Las dos delegaciones, guiadas respectivamente por su eminencia el cardenal
Francis Arinze, presidente del Consejo Pontificio para el Diálogo
Interreligioso, y de su excelencia el jeque Fawzi Fadel Zafzaf, presidente del
Comité Permanente de al-Azhar para el diálogo con las Religiones Monoteístas,
discutieron sobre el tema «El extremismo religioso y sus efectos sobre la
humanidad». Cada una de las partes presentó un discurso sobre el tema. En la
discusión sucesiva se afrontaron los siguientes puntos.
--El extremismo, independientemente de donde provenga, debe ser condenado, pues
no es conforme a las enseñanzas de nuestras dos religiones.
--Los extremistas, en particular los religiosos, a veces pueden ser sinceros en
sus intenciones, pero tienden a considerarse como los únicos que tienen razón y
manifiestan intolerancia hacia quienes no están de acuerdo con ellos, no aceptan
a los demás con sus diferencias, tienden a violar los derechos de los demás, y a
veces usan o aprueban la violencia.
--Para reaccionar ante el extremismo el diálogo puede ser útil, si se garantizan
las condiciones para un resultado positivo.
--Sin embargo, el diálogo de por sí no es suficiente para superar el extremismo;
es necesario prestar siempre atención a los aspectos básicos de las sociedad: la
vida familiar, la educación, el desarrollo social, la influencia de los medios
de comunicación, la promoción de la justicia y de la solidaridad dentro de los
países y a nivel internacional.
--Los dos organismos que componen el Comité han decidido, cada uno por cuenta
propia, continuar en el camino del diálogo e influenciar a la opinión pública
para que tenga lugar un rechazo del extremismo.

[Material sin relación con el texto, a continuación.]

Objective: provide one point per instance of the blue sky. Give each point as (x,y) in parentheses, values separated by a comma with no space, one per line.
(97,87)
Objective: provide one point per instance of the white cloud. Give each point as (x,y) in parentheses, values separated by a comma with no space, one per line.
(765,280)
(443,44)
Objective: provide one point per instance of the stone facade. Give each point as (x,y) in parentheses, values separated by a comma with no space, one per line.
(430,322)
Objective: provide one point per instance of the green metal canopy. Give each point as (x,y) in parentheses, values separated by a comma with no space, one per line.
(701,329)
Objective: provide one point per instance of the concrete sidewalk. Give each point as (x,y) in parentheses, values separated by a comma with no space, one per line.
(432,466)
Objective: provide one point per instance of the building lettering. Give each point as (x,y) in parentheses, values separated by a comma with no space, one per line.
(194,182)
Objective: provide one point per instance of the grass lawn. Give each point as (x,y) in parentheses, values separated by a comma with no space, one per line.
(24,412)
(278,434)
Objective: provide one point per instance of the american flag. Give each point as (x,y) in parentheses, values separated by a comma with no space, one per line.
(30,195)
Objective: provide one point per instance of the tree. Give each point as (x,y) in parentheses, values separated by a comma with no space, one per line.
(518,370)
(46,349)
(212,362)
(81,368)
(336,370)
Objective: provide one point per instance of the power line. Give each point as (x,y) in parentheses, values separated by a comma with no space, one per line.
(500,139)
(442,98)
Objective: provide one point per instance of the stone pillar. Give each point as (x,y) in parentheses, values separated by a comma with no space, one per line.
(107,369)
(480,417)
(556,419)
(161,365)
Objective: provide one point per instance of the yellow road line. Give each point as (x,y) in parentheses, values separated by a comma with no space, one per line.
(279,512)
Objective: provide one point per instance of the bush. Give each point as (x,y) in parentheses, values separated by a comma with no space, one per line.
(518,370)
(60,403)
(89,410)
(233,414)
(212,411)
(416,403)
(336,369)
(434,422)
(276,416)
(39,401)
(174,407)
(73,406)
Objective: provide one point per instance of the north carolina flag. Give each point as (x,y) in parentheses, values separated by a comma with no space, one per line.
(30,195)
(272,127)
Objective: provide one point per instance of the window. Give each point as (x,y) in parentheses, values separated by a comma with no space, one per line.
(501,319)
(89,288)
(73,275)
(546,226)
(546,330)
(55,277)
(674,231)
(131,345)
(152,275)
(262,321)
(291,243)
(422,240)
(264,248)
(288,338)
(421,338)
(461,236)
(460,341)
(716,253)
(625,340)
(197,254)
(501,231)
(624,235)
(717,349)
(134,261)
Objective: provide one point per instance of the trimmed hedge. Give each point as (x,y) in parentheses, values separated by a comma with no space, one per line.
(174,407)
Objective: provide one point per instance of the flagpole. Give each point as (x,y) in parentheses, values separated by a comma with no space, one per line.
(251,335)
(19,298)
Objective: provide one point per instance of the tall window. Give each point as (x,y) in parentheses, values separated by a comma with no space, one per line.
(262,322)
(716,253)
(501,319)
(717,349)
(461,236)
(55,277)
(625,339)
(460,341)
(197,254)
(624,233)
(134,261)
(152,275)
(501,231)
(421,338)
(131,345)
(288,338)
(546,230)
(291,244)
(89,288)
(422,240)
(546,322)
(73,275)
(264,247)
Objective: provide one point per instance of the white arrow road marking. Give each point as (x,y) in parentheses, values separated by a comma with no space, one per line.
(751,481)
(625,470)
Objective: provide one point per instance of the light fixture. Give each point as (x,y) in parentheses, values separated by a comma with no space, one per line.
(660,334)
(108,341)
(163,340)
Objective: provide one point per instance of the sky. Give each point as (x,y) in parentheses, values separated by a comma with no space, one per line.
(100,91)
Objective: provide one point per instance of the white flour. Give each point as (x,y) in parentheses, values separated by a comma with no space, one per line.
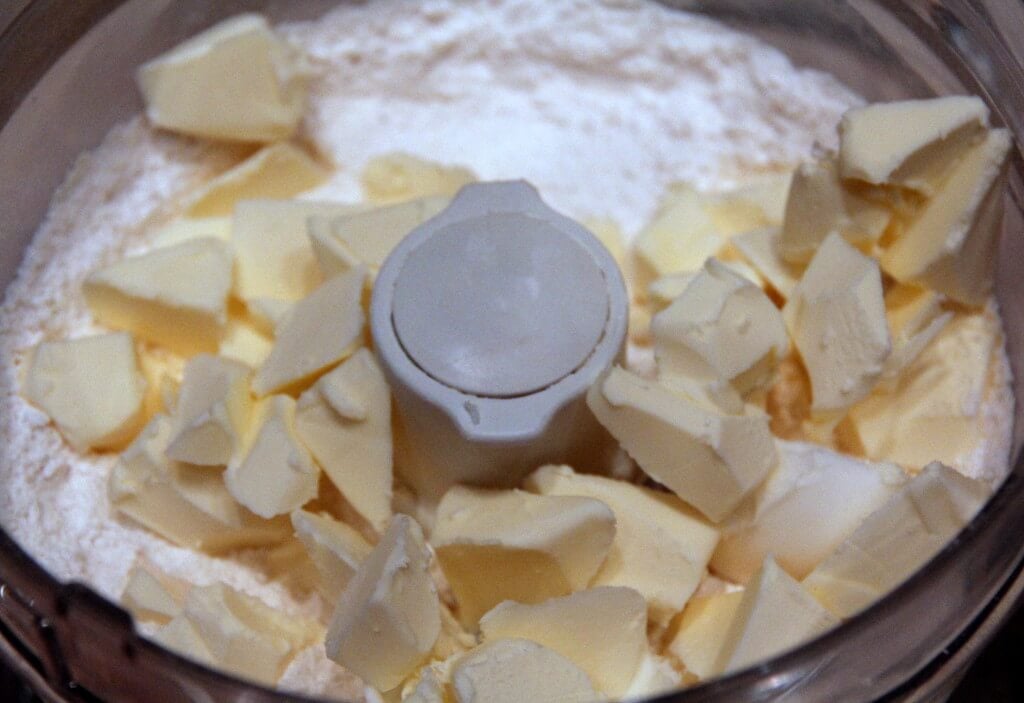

El Comité se reunió, como ahora es costumbre, en vísperas del aniversario de la
histórica visita del Papa Juan Pablo II a al-Azhar en el año 2000. Esta visita,
que sigue inspirando a los miembros del Comité a trabajar juntos, fue recordada
durante una sesión pública especial que tuvo lugar en el Instituto Pontificio de
Estudios Árabes e Islámicos en Roma.